Search code examples
pythonpytorchdata-analysis

Problem with library for quick Wasserstein distance calculation


I need a tool to quickly calculate the Wasserstein distance between two two-dimensional point sets. I have been using Gudhi, but it appears to be too slow, and I need a faster alternative. I found the geomloss library, which appears to be fast enough, but the results differ, e.g.

from gudhi.wasserstein import wasserstein_distance
import numpy as np

dgm1 = np.array([[2.7, 3.7],[9.6, 14.],[34.2, 34.974]])
dgm2 = np.array([[2.8, 4.45],[9.5, 14.1]])

wasserstein_distance(dgm1, dgm2, order=1)

yields 1.2369999999999965, while

import torch
from geomloss import SamplesLoss

I1 = torch.Tensor(dgm1)
I2 = torch.Tensor(dgm2)
I1.requires_grad_()

loss = SamplesLoss(loss='sinkhorn', debias=False, p=1, blur=1e-3, scaling=0.999, backend='auto')
loss(I1, I2)

yields tensor(12.9882, grad_fn=<SelectBackward0>). I don't expect the two results to match perfectly, but ten-fold difference is a bit too much.

I would highly appreciate if anyone could help me with either forcing the geomloss to yield result similar to the gudhi, or finding any alternative (that gives result similar to the gudhi).


Solution

  • I got comments from the developers on GitHub (please, see this issue for more information).

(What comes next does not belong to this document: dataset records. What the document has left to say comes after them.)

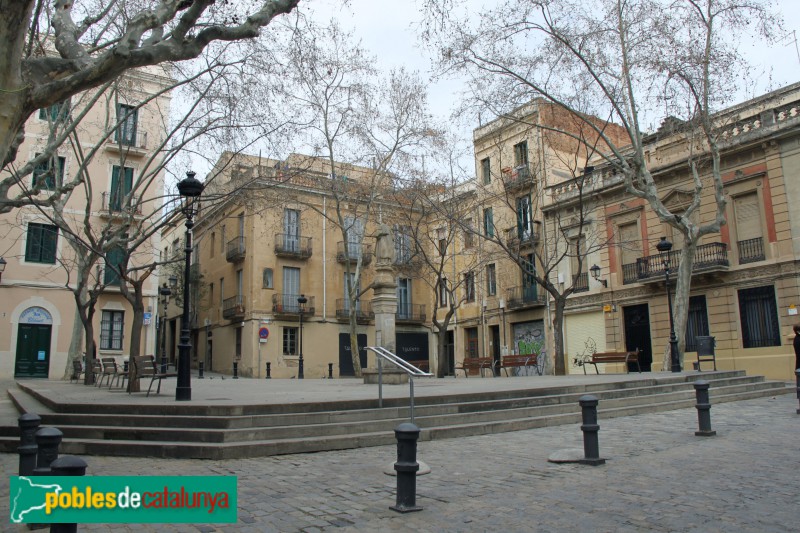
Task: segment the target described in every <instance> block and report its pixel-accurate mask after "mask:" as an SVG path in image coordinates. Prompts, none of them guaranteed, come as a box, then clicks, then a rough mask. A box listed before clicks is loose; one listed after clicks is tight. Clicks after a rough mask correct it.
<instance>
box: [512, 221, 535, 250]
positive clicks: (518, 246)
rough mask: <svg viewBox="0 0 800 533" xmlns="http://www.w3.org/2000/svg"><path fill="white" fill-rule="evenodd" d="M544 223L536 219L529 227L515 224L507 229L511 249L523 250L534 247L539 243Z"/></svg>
mask: <svg viewBox="0 0 800 533" xmlns="http://www.w3.org/2000/svg"><path fill="white" fill-rule="evenodd" d="M541 227H542V223H541V222H539V221H538V220H537V221H534V222H532V223H531V225H530V227H529V228H525V229H523V228H520V227H518V226H514V227H513V228H509V229H507V230H506V246H508V248H509V250H522V249H525V248H533V247H534V246H536V244H538V243H539V241H540V239H541V237H542V234H541Z"/></svg>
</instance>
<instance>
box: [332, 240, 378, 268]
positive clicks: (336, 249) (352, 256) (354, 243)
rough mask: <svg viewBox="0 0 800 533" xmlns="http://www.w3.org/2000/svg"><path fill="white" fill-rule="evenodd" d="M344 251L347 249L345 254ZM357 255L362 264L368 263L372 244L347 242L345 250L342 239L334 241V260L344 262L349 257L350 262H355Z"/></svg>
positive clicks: (361, 263)
mask: <svg viewBox="0 0 800 533" xmlns="http://www.w3.org/2000/svg"><path fill="white" fill-rule="evenodd" d="M345 251H347V255H345ZM359 257H360V258H361V264H362V265H368V264H370V263H371V262H372V245H370V244H359V243H357V242H349V243H347V250H345V244H344V242H343V241H339V242H338V243H336V260H337V261H338V262H340V263H345V262H346V261H347V260H348V258H349V260H350V262H351V263H355V262H356V261H358V259H359Z"/></svg>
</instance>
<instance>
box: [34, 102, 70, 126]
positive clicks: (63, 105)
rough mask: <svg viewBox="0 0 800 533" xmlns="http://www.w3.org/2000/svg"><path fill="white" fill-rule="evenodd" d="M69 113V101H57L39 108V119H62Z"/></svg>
mask: <svg viewBox="0 0 800 533" xmlns="http://www.w3.org/2000/svg"><path fill="white" fill-rule="evenodd" d="M68 115H69V101H64V102H59V103H57V104H53V105H51V106H50V107H43V108H41V109H39V120H47V121H50V120H52V121H53V122H55V121H57V120H64V119H65V118H66V117H67V116H68Z"/></svg>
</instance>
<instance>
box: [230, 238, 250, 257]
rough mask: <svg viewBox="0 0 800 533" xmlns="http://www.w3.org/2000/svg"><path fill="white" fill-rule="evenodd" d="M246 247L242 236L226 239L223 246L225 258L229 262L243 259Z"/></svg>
mask: <svg viewBox="0 0 800 533" xmlns="http://www.w3.org/2000/svg"><path fill="white" fill-rule="evenodd" d="M246 251H247V248H246V247H245V245H244V237H236V238H235V239H231V240H230V241H228V244H227V246H226V247H225V259H226V260H227V261H228V262H229V263H238V262H239V261H244V257H245V255H246V254H245V252H246Z"/></svg>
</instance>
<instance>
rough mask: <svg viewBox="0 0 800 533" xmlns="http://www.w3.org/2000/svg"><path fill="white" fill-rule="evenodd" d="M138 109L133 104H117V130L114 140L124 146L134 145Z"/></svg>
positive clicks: (135, 141) (137, 114)
mask: <svg viewBox="0 0 800 533" xmlns="http://www.w3.org/2000/svg"><path fill="white" fill-rule="evenodd" d="M138 122H139V110H138V109H137V108H135V107H133V106H130V105H125V104H118V105H117V124H118V125H117V132H116V136H115V137H114V140H115V141H117V142H118V143H120V144H124V145H126V146H136V127H137V125H138Z"/></svg>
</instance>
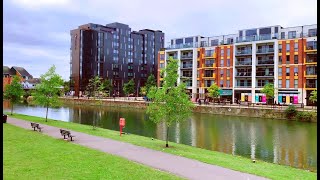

Here is a short summary:

    • what gudhi calls wasserstein is not the same as what geomloss calls Wasserstein, it seems to be discrepancy between OT and TDA communities terminology;
    • gudhi computes a non-standard variation (documented here) that is specifically tailored for persistence diagrams;
    • currently there is no gudhi version of wasserstein implemented in geomloss but it may be possible to see it in the future.